Mon ‪‎interview‬ sur mon projet de prise en charge des ‪élèves-mères‬ par le journal Educ’action

Trois questions à Stella Dokpodjo sur le projet de création du centre de prise en charge des filles-mères

« Avec la grossesse, les parents se disent que ce n’est plus la peine de continuer à investir pour l’éducation de leurs filles »

Etudiante en quatrième année de linguistique, option : Information et Communication à l’Université d’Abomey-Calavi, Akossiwa DOKPODJO milite depuis 2014 pour le maintien des élèves-mères à l’école dans la société béninoise. A travers son blog consacré à l’éducation des filles mères pour le développement, elle ambitionne créer un centre de prise en charge des élèves- mères. Rencontrée dans le cadre d’une interview, Akossiwa DOKPODJO explique dans les moindres détails les objectifs de son projet. Educ’Action : Vous êtes animatrice d’un blog « Educ Fille Mère et Développement » qui sensibilise et traite du sujet des élèves mères. Pourquoi avoir décidé de vous consacrer à cette thématique?

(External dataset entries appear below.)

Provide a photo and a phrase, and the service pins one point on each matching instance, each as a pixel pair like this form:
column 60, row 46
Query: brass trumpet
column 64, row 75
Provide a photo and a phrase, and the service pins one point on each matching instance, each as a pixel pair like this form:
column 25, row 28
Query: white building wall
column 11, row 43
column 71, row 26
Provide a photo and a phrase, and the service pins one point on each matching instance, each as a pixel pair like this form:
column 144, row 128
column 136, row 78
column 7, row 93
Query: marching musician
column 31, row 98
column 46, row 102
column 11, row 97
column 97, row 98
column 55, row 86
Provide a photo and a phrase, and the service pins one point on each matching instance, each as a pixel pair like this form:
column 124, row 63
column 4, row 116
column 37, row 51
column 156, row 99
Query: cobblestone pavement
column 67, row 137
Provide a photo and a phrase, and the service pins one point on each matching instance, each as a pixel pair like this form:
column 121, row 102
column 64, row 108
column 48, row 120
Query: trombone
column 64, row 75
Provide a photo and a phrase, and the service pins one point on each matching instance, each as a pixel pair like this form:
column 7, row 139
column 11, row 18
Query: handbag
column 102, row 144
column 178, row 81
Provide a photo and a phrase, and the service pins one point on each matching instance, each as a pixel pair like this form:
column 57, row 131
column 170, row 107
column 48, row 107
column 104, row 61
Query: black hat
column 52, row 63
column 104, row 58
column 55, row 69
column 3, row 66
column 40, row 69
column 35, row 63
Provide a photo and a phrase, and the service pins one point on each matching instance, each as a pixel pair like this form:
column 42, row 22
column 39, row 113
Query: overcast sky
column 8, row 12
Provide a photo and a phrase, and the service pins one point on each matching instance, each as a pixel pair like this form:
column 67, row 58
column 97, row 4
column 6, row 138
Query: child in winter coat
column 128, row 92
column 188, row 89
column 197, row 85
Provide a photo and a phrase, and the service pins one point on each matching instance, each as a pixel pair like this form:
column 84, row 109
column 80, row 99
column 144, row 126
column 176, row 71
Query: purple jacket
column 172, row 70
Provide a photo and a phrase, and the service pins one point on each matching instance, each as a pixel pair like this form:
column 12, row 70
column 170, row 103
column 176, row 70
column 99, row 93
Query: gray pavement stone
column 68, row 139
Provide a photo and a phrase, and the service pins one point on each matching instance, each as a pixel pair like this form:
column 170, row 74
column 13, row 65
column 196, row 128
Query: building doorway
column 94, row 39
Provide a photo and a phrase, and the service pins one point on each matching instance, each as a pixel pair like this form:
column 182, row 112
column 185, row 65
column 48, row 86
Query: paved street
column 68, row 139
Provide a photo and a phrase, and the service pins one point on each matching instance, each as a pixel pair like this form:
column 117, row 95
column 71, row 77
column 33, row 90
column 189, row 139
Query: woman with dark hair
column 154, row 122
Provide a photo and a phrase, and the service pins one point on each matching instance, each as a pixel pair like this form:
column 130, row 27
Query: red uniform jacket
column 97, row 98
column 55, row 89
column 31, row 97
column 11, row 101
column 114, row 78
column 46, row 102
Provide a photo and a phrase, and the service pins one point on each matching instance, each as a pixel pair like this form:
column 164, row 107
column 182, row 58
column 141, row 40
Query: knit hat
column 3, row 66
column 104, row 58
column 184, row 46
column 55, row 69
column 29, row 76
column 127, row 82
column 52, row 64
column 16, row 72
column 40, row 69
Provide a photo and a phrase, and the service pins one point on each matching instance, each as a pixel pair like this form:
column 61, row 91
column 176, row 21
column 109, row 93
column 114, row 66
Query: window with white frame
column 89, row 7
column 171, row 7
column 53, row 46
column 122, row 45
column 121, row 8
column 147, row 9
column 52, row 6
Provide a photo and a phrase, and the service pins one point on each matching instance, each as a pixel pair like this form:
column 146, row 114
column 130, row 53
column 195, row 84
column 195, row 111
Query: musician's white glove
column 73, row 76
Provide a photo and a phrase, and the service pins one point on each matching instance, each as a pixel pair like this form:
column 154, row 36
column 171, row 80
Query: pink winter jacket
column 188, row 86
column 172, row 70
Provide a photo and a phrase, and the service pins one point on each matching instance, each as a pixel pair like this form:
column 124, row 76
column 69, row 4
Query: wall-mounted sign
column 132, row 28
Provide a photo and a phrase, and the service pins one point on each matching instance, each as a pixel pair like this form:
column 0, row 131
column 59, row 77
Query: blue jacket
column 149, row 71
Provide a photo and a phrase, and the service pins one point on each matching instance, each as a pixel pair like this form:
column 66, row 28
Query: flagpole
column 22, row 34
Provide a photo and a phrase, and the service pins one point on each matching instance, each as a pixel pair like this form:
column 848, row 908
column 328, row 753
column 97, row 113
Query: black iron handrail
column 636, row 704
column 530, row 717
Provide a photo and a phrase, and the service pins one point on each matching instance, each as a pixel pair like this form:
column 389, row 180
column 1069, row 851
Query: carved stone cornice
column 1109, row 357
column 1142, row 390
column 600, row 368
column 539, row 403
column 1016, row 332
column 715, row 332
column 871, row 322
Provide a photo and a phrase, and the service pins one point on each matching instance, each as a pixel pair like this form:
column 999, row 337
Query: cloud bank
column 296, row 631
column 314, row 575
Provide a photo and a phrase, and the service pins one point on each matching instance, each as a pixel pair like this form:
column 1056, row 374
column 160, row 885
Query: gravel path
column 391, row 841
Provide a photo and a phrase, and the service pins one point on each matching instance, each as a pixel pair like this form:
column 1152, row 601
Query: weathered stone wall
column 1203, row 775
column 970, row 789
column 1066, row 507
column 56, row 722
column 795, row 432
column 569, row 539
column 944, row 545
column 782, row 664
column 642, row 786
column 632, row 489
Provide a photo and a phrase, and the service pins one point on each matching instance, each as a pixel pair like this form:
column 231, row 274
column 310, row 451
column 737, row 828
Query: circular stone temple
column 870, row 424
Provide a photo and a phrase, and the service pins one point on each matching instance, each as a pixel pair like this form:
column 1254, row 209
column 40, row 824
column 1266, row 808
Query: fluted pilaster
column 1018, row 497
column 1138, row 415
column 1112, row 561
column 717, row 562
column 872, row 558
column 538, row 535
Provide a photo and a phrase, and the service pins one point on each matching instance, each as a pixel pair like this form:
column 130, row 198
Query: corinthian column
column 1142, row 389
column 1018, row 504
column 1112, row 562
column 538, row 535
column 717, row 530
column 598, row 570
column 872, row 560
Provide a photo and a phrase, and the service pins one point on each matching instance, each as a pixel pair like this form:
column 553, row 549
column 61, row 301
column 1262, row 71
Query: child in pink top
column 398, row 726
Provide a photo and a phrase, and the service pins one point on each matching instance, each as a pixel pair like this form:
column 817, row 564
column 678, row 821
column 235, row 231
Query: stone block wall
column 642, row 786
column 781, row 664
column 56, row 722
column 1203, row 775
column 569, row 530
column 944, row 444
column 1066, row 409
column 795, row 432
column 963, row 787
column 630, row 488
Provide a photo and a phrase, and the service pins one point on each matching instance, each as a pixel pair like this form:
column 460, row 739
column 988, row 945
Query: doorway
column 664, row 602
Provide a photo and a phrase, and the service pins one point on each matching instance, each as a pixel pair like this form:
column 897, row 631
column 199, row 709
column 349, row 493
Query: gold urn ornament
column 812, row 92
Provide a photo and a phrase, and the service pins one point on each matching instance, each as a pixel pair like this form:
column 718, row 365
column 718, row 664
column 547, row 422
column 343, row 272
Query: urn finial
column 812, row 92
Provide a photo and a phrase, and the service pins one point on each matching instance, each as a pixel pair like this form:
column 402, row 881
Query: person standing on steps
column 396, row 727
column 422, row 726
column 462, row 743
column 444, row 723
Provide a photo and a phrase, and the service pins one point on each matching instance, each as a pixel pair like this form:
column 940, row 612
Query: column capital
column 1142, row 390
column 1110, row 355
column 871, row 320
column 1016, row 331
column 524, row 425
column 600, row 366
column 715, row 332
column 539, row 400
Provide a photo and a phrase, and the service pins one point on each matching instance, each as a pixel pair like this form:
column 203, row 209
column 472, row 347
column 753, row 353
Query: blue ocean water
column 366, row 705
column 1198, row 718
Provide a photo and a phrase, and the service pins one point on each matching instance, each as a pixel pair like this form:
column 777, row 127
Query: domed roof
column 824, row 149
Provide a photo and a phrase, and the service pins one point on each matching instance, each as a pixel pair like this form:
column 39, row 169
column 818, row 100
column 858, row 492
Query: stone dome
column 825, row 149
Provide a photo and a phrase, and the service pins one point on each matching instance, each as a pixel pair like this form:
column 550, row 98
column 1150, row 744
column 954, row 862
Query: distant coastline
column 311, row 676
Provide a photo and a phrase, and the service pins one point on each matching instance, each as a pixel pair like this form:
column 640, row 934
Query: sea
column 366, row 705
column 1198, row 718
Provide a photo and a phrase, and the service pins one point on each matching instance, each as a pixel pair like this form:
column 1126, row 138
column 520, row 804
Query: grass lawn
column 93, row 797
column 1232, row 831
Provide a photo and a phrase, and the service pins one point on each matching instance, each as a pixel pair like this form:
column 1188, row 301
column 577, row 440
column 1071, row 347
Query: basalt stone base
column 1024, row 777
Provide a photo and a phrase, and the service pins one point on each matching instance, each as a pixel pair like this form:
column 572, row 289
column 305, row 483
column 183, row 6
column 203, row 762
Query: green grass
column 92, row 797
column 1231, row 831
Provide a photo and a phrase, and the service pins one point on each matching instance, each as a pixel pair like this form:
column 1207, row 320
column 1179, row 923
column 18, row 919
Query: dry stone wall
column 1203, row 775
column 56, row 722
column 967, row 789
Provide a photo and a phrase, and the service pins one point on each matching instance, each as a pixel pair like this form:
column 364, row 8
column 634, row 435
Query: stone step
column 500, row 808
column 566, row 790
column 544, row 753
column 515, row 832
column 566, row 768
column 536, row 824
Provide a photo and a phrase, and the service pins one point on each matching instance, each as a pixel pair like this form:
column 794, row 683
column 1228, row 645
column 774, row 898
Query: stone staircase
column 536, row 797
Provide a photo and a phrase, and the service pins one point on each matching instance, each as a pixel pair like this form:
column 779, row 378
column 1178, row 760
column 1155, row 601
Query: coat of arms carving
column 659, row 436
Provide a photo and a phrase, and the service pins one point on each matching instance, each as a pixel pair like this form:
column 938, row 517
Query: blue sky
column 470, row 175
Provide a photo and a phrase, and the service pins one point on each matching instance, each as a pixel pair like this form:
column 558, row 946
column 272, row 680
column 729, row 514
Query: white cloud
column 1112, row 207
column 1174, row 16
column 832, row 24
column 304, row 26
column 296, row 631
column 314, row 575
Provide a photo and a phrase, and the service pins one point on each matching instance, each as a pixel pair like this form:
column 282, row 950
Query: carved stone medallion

Akossiwa DOKPODJO j’ai décidé de me consacrer à cette thématique parce que j’ai remarqué que beaucoup d’élève, devenu mère abandonnent les bancs de l’école. Cela prend de plus en plus d’ampleur. Si on ne fait rien cela deviendra un vrai problème de développement. Avec la grossesse, les parents se disent que ce n’est plus la peine de continuer à investir pour l’éducation de leur fille et c’est souvent difficile de convaincre les parents de réinvestir à nouveau. A travers mon plaidoyer sur mon blog, j’ambitionne de trouver des parrains qui vont prendre en charge la scolarité de ses filles jusqu’à ce qu’elles obtiennent au moins un diplôme parce qu’il ne s’agit pas seulement pour elle d’aller à l’école, mais de sortir de l’école avec des diplômes et des compétences données. Et le thème de mon blog Educ Fille Mère et Développement pour faire le lien entre le fait que l’éducation des filles, même si elles sont déjà mères, peut toujours contribuer au développement parce que l’éducation n’est jamais perdue. Quelque soit la personne qui la reçoit, elle sera un jour profitable au développement du pays. On entend souvent dire que ce sont des filles faciles, qui ne veulent rien faire, qui sont parties « écarter les jambes » et sont tombées enceinte. Mais ayant discuté avec nombreuses parmi elles, je sais que la plupart ne sont pas informées des questions de sexualité. Donc très vulnérable. Ce sont des filles qui ont envie de réussir mais qui n’ont pas forcément les moyens qu’il faut. Sur le blog je partage les expériences de ses filles mères pour décourager les autres filles qui sont encore à l’école à ne pas prendre le même chemin.

L’objectif final de votre initiative, c’est la création d’un centre de prise en charge des élèves-mères. En quoi ce centre sera-t-il utile dans votre combat ?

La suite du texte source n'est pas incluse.